### 1 Line integrals

HELM booklet  28 was concerned with evaluating an integral over all points within a rectangle or other shape (or over a cuboid or other volume). In a related manner, an integral can take place over a line or curve running through a two-dimensional (or three-dimensional) shape. Line integrals may involve scalar or vector fields. Those involving scalar fields are dealt with first.

#### 1.1 Line integrals in two dimensions

A line integral in two dimensions may be written as

$\phantom{\rule{2em}{0ex}}{\int }_{C}F\left(x,y\right)dw$

There are three main features determining this integral:

$\phantom{\rule{2em}{0ex}}F\left(x,y\right)$ This is the scalar function to be integrated   e.g.   $F\left(x,y\right)={x}^{2}+4{y}^{2}.$

$\phantom{\rule{2em}{0ex}}C$  This is the curve along which integration takes place.  e.g.  $y={x}^{2}$  or $x=siny$

or $x=t-1$ ;   $y={t}^{2}$ (where $x$ and $y$ are expressed in terms of a parameter $t$ ).

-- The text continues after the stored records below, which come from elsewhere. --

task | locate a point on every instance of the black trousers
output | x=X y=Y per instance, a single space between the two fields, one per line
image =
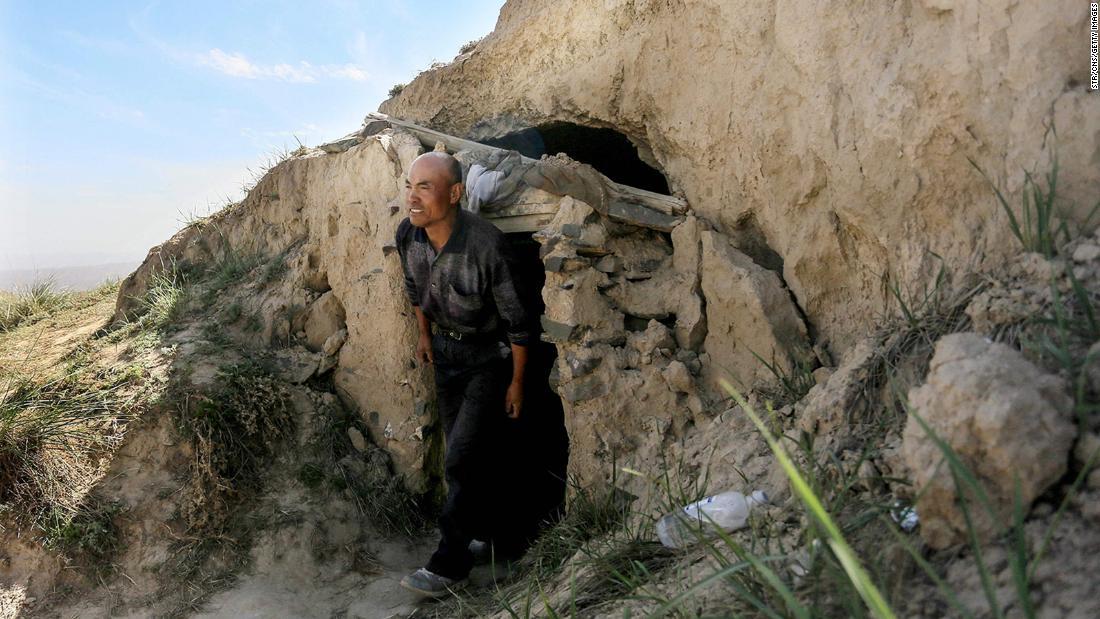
x=503 y=477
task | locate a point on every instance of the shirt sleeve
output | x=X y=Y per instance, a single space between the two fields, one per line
x=507 y=295
x=402 y=242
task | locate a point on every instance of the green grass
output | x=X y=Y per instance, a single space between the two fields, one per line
x=54 y=435
x=31 y=304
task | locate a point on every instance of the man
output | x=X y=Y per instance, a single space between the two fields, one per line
x=459 y=278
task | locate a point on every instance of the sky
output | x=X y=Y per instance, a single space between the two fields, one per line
x=120 y=120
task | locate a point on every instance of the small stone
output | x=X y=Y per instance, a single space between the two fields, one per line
x=572 y=230
x=1042 y=510
x=609 y=264
x=295 y=365
x=1086 y=252
x=1087 y=449
x=586 y=388
x=356 y=440
x=558 y=331
x=342 y=144
x=679 y=378
x=870 y=479
x=327 y=363
x=822 y=375
x=1093 y=479
x=553 y=264
x=582 y=366
x=333 y=342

$\phantom{\rule{2em}{0ex}}dw$ This states the variable of the integration. Three main cases are $dx$ , $dy$ and $ds$ .

Here ‘ $s$ ’ is arc length and so indicates position along the curve $C$ .

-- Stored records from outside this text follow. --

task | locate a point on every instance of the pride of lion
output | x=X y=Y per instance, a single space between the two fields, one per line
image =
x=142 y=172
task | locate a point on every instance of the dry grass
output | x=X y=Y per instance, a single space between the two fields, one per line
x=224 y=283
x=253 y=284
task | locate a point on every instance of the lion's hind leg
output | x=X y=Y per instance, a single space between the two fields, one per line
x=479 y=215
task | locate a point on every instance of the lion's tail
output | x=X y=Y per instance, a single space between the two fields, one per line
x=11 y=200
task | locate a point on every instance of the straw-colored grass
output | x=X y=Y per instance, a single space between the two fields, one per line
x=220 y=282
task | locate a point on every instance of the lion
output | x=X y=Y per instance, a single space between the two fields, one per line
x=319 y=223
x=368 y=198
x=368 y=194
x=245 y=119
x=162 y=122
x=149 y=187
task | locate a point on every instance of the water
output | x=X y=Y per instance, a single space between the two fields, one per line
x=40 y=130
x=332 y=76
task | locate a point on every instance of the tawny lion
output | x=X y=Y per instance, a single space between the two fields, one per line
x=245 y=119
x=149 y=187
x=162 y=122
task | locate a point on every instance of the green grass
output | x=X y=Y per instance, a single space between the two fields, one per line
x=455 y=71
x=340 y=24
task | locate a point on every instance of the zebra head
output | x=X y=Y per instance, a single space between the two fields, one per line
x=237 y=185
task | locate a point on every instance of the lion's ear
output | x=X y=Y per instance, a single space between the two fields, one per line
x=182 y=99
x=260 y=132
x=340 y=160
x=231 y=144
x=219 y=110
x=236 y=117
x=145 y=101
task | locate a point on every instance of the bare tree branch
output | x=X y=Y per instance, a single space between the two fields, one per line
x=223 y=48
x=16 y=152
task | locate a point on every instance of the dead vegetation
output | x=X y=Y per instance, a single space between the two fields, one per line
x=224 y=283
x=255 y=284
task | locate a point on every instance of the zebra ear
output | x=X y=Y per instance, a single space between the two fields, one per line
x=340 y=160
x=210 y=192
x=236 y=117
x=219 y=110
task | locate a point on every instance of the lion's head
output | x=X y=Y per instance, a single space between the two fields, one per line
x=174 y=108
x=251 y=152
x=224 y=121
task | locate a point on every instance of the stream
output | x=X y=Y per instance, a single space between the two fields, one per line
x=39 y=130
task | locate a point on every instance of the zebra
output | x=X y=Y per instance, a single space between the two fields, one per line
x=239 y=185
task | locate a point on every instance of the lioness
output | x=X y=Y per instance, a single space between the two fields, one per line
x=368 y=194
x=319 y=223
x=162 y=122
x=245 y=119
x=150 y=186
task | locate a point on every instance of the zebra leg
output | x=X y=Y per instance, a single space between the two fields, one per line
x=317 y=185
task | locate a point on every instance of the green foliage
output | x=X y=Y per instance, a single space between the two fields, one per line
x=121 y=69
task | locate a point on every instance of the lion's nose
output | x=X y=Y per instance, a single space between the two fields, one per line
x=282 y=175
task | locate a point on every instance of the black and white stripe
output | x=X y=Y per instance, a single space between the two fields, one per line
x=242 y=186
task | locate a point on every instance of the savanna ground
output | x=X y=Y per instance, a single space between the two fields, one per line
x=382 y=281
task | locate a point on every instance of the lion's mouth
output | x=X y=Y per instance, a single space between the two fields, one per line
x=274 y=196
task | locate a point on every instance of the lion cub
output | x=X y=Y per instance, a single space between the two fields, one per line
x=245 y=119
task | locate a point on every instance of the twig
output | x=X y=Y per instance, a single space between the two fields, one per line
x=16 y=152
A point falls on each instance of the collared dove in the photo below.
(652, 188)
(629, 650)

$ds$   may be written as $ds=\sqrt{{\left(dx\right)}^{2}+{\left(dy\right)}^{2}}$ or   $ds=\sqrt{1+{\left(\frac{dy}{dx}\right)}^{2}}dx$ .

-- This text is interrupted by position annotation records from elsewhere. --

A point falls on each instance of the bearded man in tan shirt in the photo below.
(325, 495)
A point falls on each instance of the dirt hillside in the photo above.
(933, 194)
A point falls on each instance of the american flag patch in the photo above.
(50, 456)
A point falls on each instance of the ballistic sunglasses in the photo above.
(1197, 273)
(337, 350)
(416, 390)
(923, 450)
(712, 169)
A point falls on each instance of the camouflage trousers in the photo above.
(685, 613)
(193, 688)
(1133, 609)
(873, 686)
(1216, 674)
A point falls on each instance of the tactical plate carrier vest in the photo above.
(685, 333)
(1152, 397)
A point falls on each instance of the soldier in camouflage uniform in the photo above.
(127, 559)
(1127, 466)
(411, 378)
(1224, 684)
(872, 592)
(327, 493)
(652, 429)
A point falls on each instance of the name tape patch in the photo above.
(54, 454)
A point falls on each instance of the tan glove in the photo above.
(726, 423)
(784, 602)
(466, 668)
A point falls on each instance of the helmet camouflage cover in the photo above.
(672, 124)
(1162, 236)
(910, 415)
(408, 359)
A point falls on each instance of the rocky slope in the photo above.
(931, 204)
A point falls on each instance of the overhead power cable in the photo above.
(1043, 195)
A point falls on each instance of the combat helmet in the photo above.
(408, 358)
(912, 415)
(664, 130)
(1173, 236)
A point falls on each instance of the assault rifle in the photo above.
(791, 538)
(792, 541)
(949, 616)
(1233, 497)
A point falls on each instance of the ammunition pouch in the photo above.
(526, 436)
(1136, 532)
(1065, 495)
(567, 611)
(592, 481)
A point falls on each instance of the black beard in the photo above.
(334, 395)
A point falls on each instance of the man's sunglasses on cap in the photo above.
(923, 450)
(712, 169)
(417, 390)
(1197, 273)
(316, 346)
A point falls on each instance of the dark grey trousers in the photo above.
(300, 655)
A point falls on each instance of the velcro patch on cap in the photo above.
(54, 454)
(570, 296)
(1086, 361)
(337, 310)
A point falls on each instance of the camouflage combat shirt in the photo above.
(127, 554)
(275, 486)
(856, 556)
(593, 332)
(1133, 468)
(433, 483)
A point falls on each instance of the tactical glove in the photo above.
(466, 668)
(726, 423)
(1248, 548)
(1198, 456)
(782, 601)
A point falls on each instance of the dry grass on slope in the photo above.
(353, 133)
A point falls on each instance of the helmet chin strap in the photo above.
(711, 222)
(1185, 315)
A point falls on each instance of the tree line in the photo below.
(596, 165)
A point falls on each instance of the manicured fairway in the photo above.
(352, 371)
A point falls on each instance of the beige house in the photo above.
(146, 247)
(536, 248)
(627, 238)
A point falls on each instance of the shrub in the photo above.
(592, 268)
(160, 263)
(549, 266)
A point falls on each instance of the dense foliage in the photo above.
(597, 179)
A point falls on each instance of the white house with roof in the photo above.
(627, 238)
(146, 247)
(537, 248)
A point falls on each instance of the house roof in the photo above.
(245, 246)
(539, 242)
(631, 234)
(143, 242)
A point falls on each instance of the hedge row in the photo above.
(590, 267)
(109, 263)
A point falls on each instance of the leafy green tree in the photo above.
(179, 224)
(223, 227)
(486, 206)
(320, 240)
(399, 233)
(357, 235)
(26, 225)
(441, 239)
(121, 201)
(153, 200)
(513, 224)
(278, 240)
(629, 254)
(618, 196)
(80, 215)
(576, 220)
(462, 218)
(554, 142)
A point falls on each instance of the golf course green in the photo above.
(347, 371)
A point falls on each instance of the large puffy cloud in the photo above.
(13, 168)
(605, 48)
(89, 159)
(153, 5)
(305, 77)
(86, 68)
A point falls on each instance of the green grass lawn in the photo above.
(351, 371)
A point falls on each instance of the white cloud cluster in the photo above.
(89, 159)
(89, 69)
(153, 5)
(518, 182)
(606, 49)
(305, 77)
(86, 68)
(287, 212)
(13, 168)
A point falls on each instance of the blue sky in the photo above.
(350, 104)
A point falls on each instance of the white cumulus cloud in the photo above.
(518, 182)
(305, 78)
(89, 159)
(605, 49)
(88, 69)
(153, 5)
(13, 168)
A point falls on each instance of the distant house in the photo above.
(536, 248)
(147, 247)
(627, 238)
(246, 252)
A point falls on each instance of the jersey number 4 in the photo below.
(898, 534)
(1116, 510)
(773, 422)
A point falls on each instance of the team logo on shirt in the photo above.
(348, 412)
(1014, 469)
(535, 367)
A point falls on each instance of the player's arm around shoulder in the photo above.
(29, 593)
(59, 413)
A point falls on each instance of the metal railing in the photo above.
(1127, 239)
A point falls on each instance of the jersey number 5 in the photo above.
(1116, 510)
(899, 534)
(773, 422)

A fourth case is when $F\left(x,y\right)\phantom{\rule{1em}{0ex}}dw$ has the form: ${F}_{1}dx+{F}_{2}dy$ . This is a combination

of the cases $dx$ and $dy$ .

The integral ${\int }_{C}F\left(x,y\right)\phantom{\rule{0.3em}{0ex}}ds$ represents the area beneath the surface $z=F\left(x,y\right)$ but above the line $C$ .

The integrals ${\int }_{C}F\left(x,y\right)\phantom{\rule{0.3em}{0ex}}dx$ and ${\int }_{C}F\left(x,y\right)\phantom{\rule{0.3em}{0ex}}dy$ represent the projections of this area onto the $xz$ and $yz$ planes respectively.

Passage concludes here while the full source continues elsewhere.